Nadie quiere la noche es la cuarta película en dos años de Isabel Coixet, y de ellas la que más se aproxima a lo que podemos esperar de la cineasta. Con dos actrices como Juliette Binoche y Rinko Kikuchi cargando con el peso dramático, Coixet entrega una película de supervivencia de corte íntimo que adolece de una frialdad excesiva.


Isabel Coixet estrenó en 2009 Mapas de los sonidos de Tokio y, después, hasta 2013, se dedicó a trabajar el documental hasta su regreso con cuatro películas en dos años. Esta frenética actividad, además, ha venido acompañada de unos títulos muy diversos y diferentes entre sí. Con Mi otro yo, el terror psicológico; el drama social intimista y minimalista, en Ayer no termina nunca; y la comedia en Aprendiendo a conducir. Tres títulos que, salvo el intermedio, no parecían ajustarse demasiado a lo que el espectador puede esperarse de una película de la cineasta.
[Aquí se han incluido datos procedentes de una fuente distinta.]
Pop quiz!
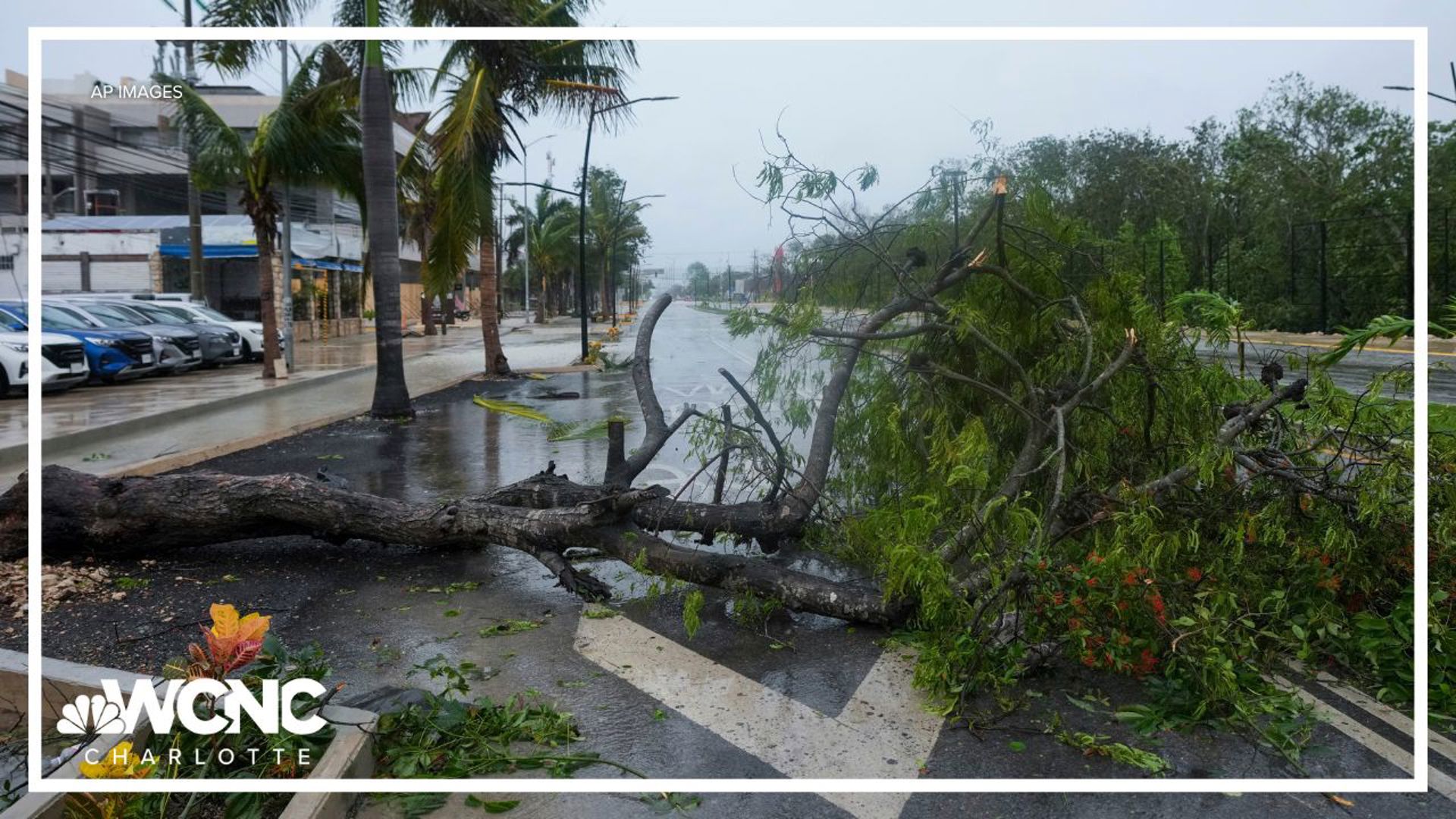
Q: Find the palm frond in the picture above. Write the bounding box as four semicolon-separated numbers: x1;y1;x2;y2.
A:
473;395;556;424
Nadie quiere la noche, sin embargo, sí tiene un aspecto externo que hace recordar a la Coixet de siempre, sin embargo, hay algo en su interior que también la aleja.
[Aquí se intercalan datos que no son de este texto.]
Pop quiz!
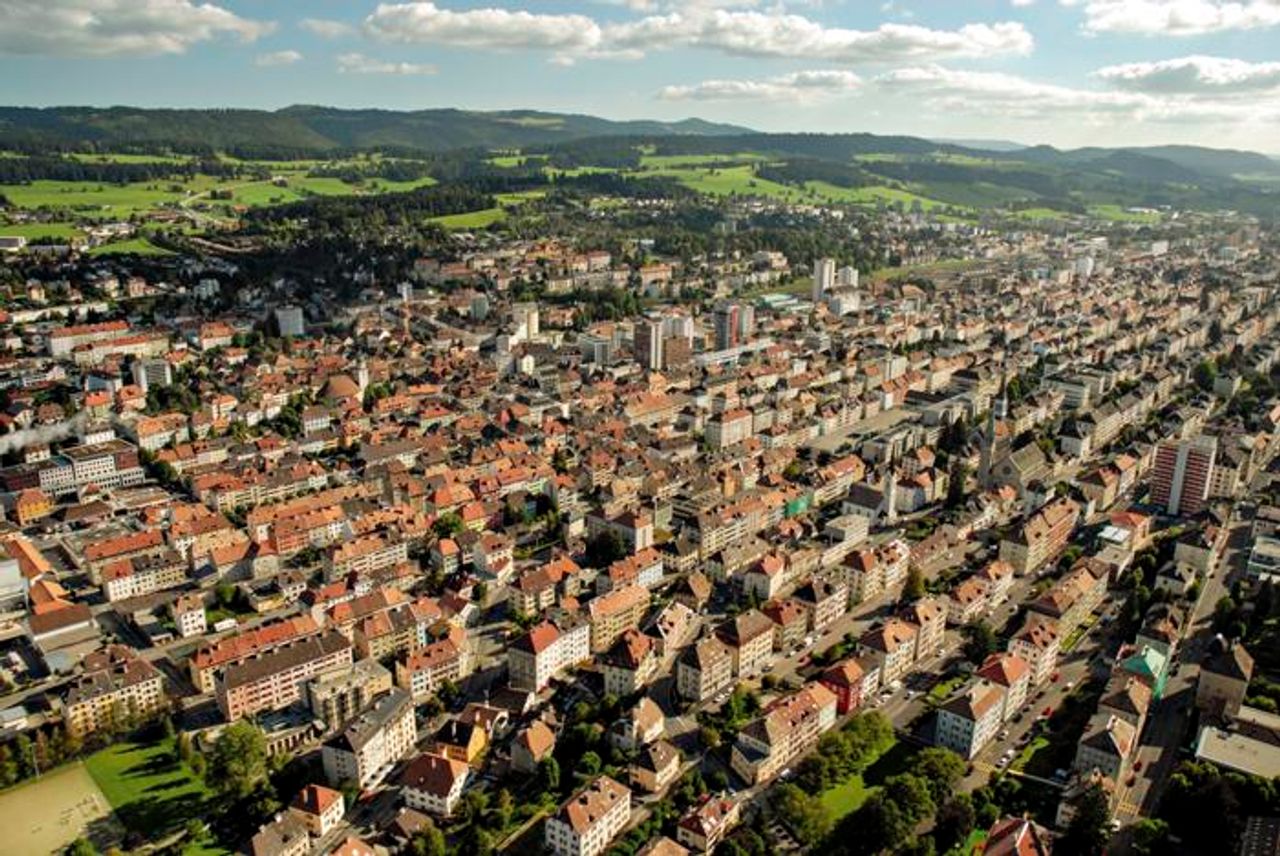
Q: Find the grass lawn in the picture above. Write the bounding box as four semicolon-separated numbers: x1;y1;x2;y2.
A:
429;209;507;229
88;238;173;256
0;764;120;853
1089;205;1161;224
84;740;229;853
0;223;81;239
Una indefinición que ocasiona que la película tenga una factura impecable en el aspecto formal, en gran medida gracias a la estupenda fotografía de Jean-Claude Larrieu; pero también que presente una frialdad y un distanciamiento con respecto a personajes y situaciones que acaba ocasionando desidia y, de manera paulatina, aburrimiento. Parece patente que la directora ha querido alejarse de los excesos emocionales que tantas veces le han criticado, así como de sus salidas de tono en el plano visual/sonoro, optando en esta ocasión por un acercamiento más contenido (aunque hay momentos de indudable afectación y malentendida sensibilidad que tienen la indudable marca de la autora). Tanto que termina finalmente por ahogar todo atisbo emocional. Es decir, ha pasado del calor excesivo al frío absoluto en vez de buscar un punto intermedio. De ahí que la parte más interesante de la película se encuentre en su primer tercio, cuando Josephine (Juliette Binoche) decide marchar al Polo Norte en busca de su marido contraviniendo la sensatez. Pero una vez aislada en una cabaña con la joven esquimal (Rinko Kikuchi) que, también espera a su marido, la intensidad va descendiendo. Según surgen los problemas y los conflictos, Coixet se aleja más de ellos, como si tuviera miedo a que se le fuera la mano.



A pesar de un excesivo metraje, Nadie quiere la noche no es una mala película, tampoco buena, tan solo una medianía sin alma, sin intensidad, sin fuerza. Aburrida en su parte final, cuando precisamente debería haber florecido el drama, y sin necesidad de ser abrupto, simplemente transmitiendo algo más de emoción. Los bellos paisajes helados que vemos en la película acaban siendo la mejor definición de una película de supervivencia pero de corte íntimo y minimalista, en trama y en construcción, sobre dos mujeres llamadas a entenderse a pesar de los enfrentamientos, tanto personales –por el mismo hombre, como por las diferencias culturales –algunos muy buenos apuntes al respecto-, así como contra las circunstancias que tienen que vivir.